Британский журналист Г. Филлипс побывал на месте трагедии и на похоронах Анастасии Буториной и взял интервью у свидетелей обстрела. Жители поселка Наталья Изотова, Галина, Светлана и другие рассказывают о погибшей. Ниже приведен полный текст интервью.
Наталья Изотова: «Проходите, посмотрите, что у нас происходит после этих бомбежек. Вот у нас тут упало. Все разбомбило. Все, что у нас оставалось. Так сказать, подарки. Подарки мы регулярно получаем».
Алена: «Настя была в крайней комнате, мы просто уже все отремонтировали, но изнутри там видно. Стекла выбиты. Могу показать изнутри».
Галина: «Вы посмотрите, что с картошкой сделали. Она почернела вся. Это такой взрыв был. Туалет посмотрите, что с ним».
Светлана: «Пройдите дальше, там вообще уже людей нет. Никто не живет тут».
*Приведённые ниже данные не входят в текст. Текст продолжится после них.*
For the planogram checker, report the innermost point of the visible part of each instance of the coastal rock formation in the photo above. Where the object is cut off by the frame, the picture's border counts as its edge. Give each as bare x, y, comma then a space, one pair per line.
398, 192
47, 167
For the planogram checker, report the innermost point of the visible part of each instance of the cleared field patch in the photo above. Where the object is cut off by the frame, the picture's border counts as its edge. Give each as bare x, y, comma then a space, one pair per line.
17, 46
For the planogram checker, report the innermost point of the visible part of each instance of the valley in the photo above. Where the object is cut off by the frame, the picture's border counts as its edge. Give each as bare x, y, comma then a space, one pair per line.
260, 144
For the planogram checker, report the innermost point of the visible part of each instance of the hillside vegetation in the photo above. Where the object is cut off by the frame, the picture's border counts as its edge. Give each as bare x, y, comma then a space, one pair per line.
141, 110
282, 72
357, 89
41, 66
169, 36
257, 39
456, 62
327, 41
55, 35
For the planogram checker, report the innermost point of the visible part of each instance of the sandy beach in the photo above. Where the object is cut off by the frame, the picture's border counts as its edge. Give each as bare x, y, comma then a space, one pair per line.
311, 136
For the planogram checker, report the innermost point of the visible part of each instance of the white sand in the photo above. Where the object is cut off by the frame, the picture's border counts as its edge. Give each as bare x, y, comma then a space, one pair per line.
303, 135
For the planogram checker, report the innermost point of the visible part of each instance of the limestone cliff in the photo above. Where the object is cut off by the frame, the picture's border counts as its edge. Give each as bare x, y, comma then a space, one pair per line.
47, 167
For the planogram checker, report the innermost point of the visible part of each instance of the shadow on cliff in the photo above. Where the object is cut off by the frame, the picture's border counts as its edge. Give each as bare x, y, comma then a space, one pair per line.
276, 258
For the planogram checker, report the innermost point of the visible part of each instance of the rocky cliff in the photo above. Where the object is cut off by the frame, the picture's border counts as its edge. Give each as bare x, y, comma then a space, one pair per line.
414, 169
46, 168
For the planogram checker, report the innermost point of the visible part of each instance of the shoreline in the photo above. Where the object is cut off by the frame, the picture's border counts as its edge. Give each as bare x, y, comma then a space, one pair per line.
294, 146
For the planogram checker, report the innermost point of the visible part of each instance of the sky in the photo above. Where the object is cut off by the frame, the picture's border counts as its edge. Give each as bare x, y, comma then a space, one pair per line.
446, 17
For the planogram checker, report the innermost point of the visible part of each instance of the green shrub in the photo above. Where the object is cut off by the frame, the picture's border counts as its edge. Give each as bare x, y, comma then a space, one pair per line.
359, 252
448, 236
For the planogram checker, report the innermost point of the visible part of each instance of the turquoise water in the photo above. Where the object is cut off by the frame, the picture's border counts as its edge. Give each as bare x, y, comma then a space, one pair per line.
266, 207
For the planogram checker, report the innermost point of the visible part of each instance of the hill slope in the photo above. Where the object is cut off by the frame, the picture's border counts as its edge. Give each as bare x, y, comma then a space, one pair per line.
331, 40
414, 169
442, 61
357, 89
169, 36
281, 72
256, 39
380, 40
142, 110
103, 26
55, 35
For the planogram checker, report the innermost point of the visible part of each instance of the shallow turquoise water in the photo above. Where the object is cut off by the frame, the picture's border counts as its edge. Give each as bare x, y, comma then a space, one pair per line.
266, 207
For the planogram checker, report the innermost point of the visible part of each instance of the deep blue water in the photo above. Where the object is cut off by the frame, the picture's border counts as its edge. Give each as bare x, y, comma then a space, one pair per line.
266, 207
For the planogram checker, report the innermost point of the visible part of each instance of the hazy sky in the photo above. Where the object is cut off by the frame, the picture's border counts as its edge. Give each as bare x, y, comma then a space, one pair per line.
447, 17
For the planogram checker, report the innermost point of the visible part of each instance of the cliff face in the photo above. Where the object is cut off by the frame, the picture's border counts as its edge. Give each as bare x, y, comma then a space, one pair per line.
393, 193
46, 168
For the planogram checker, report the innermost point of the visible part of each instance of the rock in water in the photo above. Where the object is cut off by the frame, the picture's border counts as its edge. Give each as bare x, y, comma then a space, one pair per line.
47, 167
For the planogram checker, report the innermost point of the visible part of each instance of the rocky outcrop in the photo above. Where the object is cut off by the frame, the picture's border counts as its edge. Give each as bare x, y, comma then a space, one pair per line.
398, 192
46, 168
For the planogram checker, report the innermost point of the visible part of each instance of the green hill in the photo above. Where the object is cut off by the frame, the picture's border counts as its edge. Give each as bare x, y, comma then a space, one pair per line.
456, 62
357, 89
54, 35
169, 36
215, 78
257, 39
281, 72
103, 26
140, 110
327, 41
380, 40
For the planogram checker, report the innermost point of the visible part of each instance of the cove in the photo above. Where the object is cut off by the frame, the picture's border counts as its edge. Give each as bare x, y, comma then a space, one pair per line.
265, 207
Галина: «Украина своих людей убивает. И хотят, чтобы мы были с Порошенко. Я говорю, я в жизни этого президента ненавижу. Потому что он всех убивает. Детей. Все страдают от этого. Вот фотография ребенка, 16 лет. За что ее убили? В июле было бы 17 лет. Прекрасная была. Веселая, красивая, все ее любили. Не только поселок, но и школа, и училище. Завтра все в морге будут. Приезжайте, посмотрите. Это мама Насти, Людмила».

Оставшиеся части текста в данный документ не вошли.